A minha proposta é discutir uma ideia que é colocada por Lacan que faz, ao longo do seminário, uma aproximação entre a estrutura do fantasma e a estrutura da angústia. Para deixar indicado o caminho que percorrerei no meu trabalho, apresento a questão que me fiz, que é a seguinte: sendo a estrutura do fantasma a mesma da angústia, o que opera a passagem de uma para outra? Isto é, por que a estrutura do fantasma afeta o sujeito de uma forma e a da angústia de outra se se tratam de uma mesma estrutura?
Para começar a responder essas questões, parto do ponto em que Lacan apresenta o quadro de divisão do sujeito. Neste quadro, Lacan vai fundamentar a lógica que organiza alguns elementos de sua álgebra – seu sistema formal de letras, que muitos chamam de álgebra lacaniana. O que podemos visualizar nesse quadro de divisão é a lógica que sustenta um dos pilares fundamentais do seminário que é: entre o sujeito e o Outro não existe uma medida comum, pois sempre resultará em um resto desse processo de divisão. É como se tentássemos dividir 7 por 6. O 6 sendo o divisor e o 7 o dividendo. Desta divisão, 7 dividido por 6, o resultado, o quociente, é 1,1666… e sempre terão dois restos: 1 e o 4. Este último sendo permanente. Sabemos, pois, que a este resto permanente Lacan vai identificar o objeto a. Mas, além do objeto a, outros elementos são decantados desse cálculo. Se fizermos toda leitura do processo divisão do sujeito, ficaria da seguinte forma: quantas vezes o sujeito (divisor) cabe no Outro (dividendo)? A resposta deste cálculo, o quociente obtido, seria: (A/). Isto é, o sujeito cabe no Outro quantas vezes for possível desde que o Outro seja faltante, seja barrado. O primeiro resto desta divisão seria a marca do Outro como desejante ($) e o segundo resto, o permanente, seria o “a”. A partir deste Seminário, Lacan vai passar a chamar este objeto a, resto do processo de divisão do sujeito, como objeto causa do desejo. Portanto o objeto a nunca poderia ser considerado um objeto da realidade, da consciência, do sujeito. Ele não é o alvo, mas é causa, é motor do desejo. O alvo do desejo é o objeto recoberto pelo imaginário. Assim, o objeto a seria o número que indica que para que exista um sujeito desejante, não deve haver encaixe perfeito entre o sujeito e o Outro.
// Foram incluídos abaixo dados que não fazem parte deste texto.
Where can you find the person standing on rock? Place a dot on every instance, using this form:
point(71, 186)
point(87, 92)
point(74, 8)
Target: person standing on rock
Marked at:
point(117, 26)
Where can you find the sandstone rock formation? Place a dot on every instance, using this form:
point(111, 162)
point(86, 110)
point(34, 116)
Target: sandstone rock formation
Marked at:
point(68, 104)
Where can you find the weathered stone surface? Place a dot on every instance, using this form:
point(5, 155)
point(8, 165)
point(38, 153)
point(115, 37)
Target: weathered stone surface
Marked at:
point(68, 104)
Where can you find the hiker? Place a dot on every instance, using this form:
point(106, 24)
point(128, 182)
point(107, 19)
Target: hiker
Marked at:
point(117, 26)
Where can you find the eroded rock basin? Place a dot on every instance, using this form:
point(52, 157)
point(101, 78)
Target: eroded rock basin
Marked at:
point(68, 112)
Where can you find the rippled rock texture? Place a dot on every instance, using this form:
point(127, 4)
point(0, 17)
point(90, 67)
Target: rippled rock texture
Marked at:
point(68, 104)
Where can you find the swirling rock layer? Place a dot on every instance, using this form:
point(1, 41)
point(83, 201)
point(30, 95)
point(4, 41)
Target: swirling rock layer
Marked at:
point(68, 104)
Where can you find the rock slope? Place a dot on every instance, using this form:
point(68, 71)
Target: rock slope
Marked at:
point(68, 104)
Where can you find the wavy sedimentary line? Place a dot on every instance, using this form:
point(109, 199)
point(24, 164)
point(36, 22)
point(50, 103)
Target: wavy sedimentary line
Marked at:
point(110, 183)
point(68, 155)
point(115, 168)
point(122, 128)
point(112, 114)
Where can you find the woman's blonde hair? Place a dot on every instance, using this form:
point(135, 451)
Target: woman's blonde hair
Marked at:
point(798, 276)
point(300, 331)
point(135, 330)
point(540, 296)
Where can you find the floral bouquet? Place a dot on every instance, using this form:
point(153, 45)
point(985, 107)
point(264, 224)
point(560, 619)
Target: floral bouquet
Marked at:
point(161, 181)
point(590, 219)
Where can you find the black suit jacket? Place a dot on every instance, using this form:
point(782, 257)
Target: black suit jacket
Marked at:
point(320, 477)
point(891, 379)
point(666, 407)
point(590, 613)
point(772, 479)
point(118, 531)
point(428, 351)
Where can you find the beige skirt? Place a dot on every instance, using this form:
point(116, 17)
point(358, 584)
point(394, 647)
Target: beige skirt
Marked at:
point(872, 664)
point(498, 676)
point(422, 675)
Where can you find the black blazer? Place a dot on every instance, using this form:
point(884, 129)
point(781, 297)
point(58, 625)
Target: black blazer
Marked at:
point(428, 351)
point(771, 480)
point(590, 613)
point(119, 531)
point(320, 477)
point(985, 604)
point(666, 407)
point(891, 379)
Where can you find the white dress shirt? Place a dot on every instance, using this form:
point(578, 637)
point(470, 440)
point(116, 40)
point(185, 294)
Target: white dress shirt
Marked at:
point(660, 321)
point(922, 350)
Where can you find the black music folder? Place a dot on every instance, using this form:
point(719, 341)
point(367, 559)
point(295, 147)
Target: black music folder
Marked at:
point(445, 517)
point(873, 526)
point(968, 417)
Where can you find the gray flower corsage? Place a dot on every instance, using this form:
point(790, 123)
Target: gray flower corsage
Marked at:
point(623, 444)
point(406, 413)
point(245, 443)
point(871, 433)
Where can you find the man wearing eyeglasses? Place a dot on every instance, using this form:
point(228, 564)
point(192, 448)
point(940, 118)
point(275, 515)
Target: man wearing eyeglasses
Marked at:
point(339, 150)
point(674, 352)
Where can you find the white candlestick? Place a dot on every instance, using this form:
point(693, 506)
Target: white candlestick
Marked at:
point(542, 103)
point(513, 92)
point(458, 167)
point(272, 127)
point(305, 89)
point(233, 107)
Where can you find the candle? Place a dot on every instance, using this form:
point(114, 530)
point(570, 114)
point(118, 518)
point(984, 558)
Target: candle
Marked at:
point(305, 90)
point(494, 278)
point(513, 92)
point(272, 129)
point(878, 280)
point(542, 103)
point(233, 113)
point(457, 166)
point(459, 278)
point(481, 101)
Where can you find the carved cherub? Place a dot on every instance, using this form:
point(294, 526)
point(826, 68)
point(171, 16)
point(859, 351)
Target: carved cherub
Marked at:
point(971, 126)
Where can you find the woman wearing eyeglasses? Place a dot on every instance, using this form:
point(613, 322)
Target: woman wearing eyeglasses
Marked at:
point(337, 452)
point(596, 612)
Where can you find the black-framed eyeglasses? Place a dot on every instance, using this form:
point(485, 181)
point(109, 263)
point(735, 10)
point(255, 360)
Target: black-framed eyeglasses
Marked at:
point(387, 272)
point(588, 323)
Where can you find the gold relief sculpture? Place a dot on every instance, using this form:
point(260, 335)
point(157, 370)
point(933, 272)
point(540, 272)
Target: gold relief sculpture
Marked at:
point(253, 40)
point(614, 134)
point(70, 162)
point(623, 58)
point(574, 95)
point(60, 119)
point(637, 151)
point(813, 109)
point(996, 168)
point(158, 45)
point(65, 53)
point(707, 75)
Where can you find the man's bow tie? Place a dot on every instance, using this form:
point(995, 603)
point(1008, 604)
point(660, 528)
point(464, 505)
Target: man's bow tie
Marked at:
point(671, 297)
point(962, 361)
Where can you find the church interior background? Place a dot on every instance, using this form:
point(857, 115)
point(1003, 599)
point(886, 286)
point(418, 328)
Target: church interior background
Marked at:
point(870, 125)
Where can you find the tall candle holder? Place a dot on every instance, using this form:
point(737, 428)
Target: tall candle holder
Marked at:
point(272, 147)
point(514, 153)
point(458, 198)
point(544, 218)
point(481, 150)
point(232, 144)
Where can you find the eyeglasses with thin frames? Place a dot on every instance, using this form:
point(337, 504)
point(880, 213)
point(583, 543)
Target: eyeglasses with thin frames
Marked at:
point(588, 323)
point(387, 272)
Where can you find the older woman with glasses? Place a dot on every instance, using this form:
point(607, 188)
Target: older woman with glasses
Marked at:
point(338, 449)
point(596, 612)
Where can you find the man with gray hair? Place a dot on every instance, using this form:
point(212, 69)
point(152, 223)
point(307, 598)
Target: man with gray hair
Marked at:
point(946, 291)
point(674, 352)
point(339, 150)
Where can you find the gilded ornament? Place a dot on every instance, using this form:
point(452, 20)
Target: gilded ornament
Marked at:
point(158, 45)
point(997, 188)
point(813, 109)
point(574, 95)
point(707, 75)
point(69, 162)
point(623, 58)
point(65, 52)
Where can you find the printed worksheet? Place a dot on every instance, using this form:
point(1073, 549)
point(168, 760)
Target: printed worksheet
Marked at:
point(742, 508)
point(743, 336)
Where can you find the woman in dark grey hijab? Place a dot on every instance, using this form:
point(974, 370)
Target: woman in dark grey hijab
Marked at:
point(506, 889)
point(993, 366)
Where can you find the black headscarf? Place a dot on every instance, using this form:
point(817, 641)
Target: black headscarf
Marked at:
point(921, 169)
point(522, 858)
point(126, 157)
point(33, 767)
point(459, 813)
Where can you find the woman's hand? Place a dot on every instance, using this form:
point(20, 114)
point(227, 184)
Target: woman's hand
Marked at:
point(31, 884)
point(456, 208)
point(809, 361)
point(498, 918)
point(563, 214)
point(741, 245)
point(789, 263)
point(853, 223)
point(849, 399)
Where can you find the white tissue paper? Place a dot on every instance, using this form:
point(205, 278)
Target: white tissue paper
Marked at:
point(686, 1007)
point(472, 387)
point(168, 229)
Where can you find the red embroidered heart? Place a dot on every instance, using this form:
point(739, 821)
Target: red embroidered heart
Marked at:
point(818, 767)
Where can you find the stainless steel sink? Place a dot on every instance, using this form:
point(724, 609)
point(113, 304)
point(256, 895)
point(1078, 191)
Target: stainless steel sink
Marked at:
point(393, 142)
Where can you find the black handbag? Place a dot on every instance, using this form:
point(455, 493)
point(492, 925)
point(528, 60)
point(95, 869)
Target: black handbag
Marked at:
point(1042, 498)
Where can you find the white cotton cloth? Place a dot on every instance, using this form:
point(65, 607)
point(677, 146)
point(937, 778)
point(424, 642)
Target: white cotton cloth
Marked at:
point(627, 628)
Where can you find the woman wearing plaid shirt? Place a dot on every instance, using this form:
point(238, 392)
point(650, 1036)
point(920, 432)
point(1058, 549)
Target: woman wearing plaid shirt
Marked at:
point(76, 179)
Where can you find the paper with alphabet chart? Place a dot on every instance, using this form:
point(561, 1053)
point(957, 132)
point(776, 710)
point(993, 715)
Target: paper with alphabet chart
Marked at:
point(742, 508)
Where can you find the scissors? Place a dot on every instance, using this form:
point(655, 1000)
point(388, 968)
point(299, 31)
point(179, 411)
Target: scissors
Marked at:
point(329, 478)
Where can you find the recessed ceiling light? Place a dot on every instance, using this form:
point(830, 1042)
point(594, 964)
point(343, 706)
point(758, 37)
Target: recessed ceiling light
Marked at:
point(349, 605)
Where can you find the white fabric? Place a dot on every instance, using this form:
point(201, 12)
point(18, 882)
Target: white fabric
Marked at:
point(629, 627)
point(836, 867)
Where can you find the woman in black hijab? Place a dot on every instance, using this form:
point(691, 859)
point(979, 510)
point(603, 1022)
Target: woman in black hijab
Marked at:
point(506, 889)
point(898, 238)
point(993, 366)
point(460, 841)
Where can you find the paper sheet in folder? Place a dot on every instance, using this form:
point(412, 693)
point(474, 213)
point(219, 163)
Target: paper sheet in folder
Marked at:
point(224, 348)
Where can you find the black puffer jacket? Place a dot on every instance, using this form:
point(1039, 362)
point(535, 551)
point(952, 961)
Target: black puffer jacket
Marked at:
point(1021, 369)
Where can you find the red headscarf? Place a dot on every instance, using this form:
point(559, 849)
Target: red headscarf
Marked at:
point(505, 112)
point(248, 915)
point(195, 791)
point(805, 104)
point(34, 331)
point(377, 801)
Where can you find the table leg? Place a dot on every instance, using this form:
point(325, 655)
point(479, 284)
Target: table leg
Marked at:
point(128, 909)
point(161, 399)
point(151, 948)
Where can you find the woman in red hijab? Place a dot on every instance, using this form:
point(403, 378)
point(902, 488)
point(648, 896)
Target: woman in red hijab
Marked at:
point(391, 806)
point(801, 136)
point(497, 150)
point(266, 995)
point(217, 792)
Gostaria de ressaltar que este cálculo proposto por Lacan não segue a risca as normas matemáticas, pois não se trata de matemática, e sim de um sistema formal denominado álgebra lacaniana.
Pois bem, a partir deste cálculo, como pensar a estrutura do fantasma e da angústia? Sobre a estrutura do fantasma, Lacan é categórico em dizer que está do lado do Outro. Isto nos faz pensar que se a montagem do fantasma está do lado do Outro, cabe ao sujeito responder a este fantasma. Penso que aqui acontece o que Lacan disse, neste seminário, da criação, por parte do sujeito, de uma falsa demanda. Falsa demanda não no sentido de que seja algo inexistente; mas de que seja algo construído pelo sujeito, uma demanda suposta, uma vez que o fantasma está do lado do Outro. Portanto, o sujeito constrói uma suposta demanda no Outro que tenta responder a partir de um ideal imaginando que de alguma maneira este feito pode ser alcançado. Não consegue alcançar porque não é suficientemente capaz e competente de fazê-lo. Outras pessoas conseguem, menos ele. É assim que o campo sintomático está, então, colocado e organizado. Tenta-se, a partir de um recurso imaginário, obturar a falta do Outro, anular o (A/). Lacan vai dizer que o sujeito veste imaginariamente o objeto a para responder a esta estrutura fantasmática com o único objetivo de não se a ver com a falta do Outro.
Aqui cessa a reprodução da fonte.